[quote=“heyvictor, post:20, topic:513”]I’m glad you jumped in with your experience Sandwalker. Many “tribal” people here in N. America also have adoption rituals for adopting new people into their family. In my experience these are not just token gestures to honor someone. When someone is adopted, they become a member of the family with the privileges and responsibilties that come with it. They get the support of the family and in turn it’s expected that they will support the other members in whatever way they can.
It’s hard for mainstream N. Americans to imagine this and it would be hard for me to imagine a bunch of people coming together and being able to really embrace this way of relationship. When an individual gets to experience a family extending this support during a difficult time and is brought into the family not only in a ceremonial way but in a real everyday kind of way, a lot of our old cultural conditioning can fall away.[/quote]
Good points heyvictor.
It’s also hard for me to imagine a bunch of people coming together in N. America and being able to embrace this way of relationship, yet I am glad you brought it up because I think people need to take it into consideration if they want to build or create functional, healthy clan-like social groups. I also agree that cultural conditioning can fall away when one is included in the everyday life of an extended family/clan-like social group.

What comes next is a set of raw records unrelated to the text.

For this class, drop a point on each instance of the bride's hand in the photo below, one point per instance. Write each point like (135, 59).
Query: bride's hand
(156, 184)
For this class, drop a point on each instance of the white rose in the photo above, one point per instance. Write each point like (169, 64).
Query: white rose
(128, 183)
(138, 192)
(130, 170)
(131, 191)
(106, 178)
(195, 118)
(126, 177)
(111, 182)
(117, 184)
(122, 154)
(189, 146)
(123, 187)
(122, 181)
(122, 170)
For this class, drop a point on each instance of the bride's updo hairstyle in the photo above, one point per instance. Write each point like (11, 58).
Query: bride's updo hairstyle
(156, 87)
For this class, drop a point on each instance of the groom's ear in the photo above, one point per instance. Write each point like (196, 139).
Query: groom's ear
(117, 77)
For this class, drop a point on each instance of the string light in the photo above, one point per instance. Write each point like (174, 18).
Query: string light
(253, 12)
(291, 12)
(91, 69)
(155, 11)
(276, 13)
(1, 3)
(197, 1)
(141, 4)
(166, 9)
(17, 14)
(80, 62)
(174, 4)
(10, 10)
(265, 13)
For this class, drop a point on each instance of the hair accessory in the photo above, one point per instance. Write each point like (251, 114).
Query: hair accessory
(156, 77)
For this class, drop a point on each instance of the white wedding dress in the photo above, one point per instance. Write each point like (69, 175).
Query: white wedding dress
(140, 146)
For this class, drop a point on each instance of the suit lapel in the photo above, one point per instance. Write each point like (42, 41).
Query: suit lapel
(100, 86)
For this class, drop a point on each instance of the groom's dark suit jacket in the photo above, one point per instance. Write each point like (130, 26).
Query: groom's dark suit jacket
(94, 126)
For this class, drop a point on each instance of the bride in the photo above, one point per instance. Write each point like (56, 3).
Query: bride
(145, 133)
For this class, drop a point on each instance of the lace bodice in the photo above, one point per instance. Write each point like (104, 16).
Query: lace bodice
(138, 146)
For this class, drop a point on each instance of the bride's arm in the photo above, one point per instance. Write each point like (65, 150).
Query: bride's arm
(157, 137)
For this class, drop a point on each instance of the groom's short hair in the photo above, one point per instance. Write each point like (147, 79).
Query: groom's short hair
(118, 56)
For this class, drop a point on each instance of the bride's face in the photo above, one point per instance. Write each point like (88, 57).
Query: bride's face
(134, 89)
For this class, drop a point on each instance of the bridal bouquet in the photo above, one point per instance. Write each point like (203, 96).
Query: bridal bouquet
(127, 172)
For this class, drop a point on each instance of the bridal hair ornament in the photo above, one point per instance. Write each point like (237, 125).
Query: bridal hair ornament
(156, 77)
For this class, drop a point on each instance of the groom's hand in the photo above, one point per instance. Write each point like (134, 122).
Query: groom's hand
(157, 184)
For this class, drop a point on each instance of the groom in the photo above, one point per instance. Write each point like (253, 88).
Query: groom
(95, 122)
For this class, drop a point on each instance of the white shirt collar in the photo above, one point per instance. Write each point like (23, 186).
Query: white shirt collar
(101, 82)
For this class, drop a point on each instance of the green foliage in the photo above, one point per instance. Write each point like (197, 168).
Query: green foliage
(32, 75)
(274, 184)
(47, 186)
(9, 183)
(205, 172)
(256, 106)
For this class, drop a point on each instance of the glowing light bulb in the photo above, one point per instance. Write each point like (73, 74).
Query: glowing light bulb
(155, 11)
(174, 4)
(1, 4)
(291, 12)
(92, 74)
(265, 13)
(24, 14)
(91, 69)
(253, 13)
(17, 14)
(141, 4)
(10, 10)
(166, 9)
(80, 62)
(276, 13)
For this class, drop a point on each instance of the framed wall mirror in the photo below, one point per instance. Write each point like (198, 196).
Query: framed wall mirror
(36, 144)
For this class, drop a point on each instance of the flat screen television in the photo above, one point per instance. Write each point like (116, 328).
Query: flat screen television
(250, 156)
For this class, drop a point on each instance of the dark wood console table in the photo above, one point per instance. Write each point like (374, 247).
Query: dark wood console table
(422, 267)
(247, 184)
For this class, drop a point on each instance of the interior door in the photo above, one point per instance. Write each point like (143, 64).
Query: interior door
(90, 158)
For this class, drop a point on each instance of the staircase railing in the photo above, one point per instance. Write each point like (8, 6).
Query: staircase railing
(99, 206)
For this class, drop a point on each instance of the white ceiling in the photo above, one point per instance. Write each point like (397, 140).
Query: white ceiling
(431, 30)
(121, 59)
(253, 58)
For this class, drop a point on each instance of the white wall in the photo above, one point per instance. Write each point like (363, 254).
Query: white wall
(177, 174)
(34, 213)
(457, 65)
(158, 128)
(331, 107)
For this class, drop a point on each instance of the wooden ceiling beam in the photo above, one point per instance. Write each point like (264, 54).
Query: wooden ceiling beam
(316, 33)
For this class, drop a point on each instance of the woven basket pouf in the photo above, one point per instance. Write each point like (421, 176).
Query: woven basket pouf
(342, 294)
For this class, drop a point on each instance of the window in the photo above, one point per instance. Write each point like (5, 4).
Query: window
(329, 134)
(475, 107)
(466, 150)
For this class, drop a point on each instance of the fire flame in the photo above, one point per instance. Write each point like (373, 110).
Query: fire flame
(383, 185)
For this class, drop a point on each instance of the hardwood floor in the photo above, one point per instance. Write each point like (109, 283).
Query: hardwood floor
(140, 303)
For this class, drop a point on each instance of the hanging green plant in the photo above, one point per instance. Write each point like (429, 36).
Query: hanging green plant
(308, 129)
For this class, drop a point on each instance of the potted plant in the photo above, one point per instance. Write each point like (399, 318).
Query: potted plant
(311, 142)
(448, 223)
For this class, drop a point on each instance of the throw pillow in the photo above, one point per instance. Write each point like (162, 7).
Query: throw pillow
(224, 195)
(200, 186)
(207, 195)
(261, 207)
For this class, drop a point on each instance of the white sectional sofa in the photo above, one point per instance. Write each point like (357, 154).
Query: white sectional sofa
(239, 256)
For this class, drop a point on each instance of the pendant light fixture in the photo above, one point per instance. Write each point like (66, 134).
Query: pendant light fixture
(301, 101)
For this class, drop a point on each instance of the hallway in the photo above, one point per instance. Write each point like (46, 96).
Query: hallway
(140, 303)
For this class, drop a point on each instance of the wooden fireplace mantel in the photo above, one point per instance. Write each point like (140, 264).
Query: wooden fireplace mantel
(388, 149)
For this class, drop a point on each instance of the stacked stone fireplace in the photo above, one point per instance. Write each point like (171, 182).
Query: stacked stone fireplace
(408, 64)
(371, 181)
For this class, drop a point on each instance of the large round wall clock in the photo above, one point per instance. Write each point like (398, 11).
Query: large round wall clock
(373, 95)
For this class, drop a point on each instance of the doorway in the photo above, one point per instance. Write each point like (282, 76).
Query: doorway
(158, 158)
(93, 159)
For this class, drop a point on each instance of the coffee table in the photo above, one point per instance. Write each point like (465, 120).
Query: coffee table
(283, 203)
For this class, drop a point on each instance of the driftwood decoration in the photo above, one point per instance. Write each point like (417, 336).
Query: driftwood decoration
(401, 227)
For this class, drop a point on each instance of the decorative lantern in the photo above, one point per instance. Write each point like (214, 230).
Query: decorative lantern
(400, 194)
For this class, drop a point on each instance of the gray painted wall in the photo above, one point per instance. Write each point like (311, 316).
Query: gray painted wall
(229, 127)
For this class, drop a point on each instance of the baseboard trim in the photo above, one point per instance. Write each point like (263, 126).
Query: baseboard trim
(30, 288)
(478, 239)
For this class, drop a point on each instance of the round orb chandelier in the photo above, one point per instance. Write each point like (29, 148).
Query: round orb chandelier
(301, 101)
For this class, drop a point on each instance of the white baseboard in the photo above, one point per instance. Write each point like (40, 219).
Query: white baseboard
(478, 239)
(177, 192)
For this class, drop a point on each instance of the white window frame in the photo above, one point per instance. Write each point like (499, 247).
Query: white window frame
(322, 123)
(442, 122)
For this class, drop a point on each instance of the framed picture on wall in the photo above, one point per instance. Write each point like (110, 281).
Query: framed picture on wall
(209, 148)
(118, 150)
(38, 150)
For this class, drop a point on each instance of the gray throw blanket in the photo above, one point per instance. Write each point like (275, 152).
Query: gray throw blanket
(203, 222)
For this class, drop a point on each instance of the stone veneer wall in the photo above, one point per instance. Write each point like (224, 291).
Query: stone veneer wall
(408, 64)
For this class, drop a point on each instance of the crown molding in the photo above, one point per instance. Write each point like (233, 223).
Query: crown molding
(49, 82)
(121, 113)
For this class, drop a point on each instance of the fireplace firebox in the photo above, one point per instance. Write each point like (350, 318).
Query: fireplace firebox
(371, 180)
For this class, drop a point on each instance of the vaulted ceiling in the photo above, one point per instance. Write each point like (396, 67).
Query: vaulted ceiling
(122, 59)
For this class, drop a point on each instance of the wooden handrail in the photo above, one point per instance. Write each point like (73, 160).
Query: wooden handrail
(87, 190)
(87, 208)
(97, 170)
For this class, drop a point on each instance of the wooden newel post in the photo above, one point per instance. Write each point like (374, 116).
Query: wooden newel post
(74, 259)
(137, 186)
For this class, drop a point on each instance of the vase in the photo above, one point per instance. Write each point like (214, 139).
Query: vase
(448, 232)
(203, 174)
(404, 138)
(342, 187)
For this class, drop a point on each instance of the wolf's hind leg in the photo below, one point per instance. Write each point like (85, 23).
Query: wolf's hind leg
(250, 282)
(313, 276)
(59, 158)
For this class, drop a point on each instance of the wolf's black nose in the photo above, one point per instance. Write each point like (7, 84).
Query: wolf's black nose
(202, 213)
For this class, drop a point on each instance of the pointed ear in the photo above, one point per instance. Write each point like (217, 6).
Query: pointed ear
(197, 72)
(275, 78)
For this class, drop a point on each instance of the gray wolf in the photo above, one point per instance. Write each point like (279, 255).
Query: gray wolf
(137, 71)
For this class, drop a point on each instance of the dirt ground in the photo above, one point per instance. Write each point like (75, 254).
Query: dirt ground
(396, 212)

Banding together with a crew or a job for a temporary econcomic purpose and then disbanding is one thing, but does that really meet the social and economic needs of the people involved? I would say partly, from my personal experience.
It’s not what I would call “living in a tribe” however. I don’t see anything wrong with it, though. I have to wonder , are more people interested in just temporary teamwork or getting together once in a while or are they interested in creating and living in long-term tribes where daily life is shared and eventually you would like to have children and a wife or husband, and where you have to deal with each other’s issues from time to time, and where there are real concrete obligations and responsibilities to each other.
I also have to wonder if people are waiting for the ideal “tribe” to emerge and then they will go and join that one. There is no ideal social group, even the most egalitarian h/g society had it’s share of the good and the bad, so it might help to lower our standards a little and make a go of it with people here and now. Obligations and social responsibility are really not so bad as some people may think. It’s hard for me to explain but the benefits far far outweigh any hurdles that come along the way.
The test of true friendship or brotherhood comes in the times of need and when there are problems and hard times. It’s during those times when you find out who your real friends are and who aren’t.